Composite Casting refers to a large number of processes in which molten metal is cast on to a solid metal component, so that the two subsequently form one integral unit. In this way the favorable mechanical or other technological properties of one metal can be combined with those of another. For example, bearings may be made from an outer shell of strong metal with a lining of special low-friction metal cast inside it, or a metal possessing high strength may be given cast-on covering of corrosion-resistant metal, or an expensive metal may be combined with a cheaper metal for economy.

The mechanical connection of the two metals can be made by means of interlocking devices such as dovetailing, grooves, recesses, etc., which form a physical key, or by shrink fitting or by bond established as a result of diffusion at the interface of the two metals so that local interpenetration occurs. The bond may be further strengthened by heat treatment (annealing) or by the interposition of special bonding layers of metal at the junction.

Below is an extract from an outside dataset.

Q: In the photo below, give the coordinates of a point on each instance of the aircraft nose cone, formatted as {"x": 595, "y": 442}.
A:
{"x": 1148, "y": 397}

The bearing comprising an outer steel shell and a metal alloy lining, the shell is pre-heated and the molten lining metal is cast inside it. In the integral casting process developed by Mascher (Fig.1) the steel shell is first given a coating of zinc and then, while it is still hot, is filled with molten lining metal (lead bronze) in a compound iron-and-sand mold. The zinc coating serves to establish a strong bond between the lining and the shell. Another technique is represented by the salt-bath displacement process, in which the bearing shell and the mold for forming the lining within it are together preheated in a salt bath, which also has the function of protecting the metal against oxidation. When the required temperature has been reached, the bearing metal is poured, displacing the salt. In the immersion process (Fig.2), which is used, for example, for making bushings provided with bearing metal on both sides or for the production of relatively large castings, the bearing shell enclosed within the mold is heated in a salt bath and is then lowered into a bath of molten bronze in which the bronze displaces the salt in the mold.

Centrifugal casting techniques are extensively used for the production of thick walled composite bearings (Figs.3 & 4). The steel outer shell is heated in a salt bath or is zinc-coated. It is then gripped in a centrifugal casting machine, and when the latter has reached the requisite speed of rotation, the molten metal is introduced into it. In the case of a composite bearing built up from different metals in concentric layers, an intermediate bonding layer of tin is applied to the first layer of metal after it has solidified. Then the second layer is cast. Another technique for the casting of bearings the appropriate quantity of casting metal in the form of chips or granules, together with a fluxing agent, is fed into the mold, which is closed at both ends. The mold is then rotated while it is heated externally, so that the casting metal melts and is distributed in the mold by centrifugal action

In A1-Fin process, which is a patented American method for composite casting of light metal alloys in combination with steel or cast iron, is becoming increasingly important in the motor industry and other industries. In this process the steel basic component, whose surface has been thoroughly cleaned and degreased, is heated in molten aluminum at about 750 oC, so that it becomes coated with an iron-aluminum compound (Fe2Al5) which in turn becomes covered with a layer of pure aluminum. The component is then placed in the mold and metal is cast so quickly that the aluminum coating is still liquid, so that this coating and any adhering oxides are, as it were, washed away by the molten casting metal, which can now bond itself firmly to the underlying layer of Fe2Al5.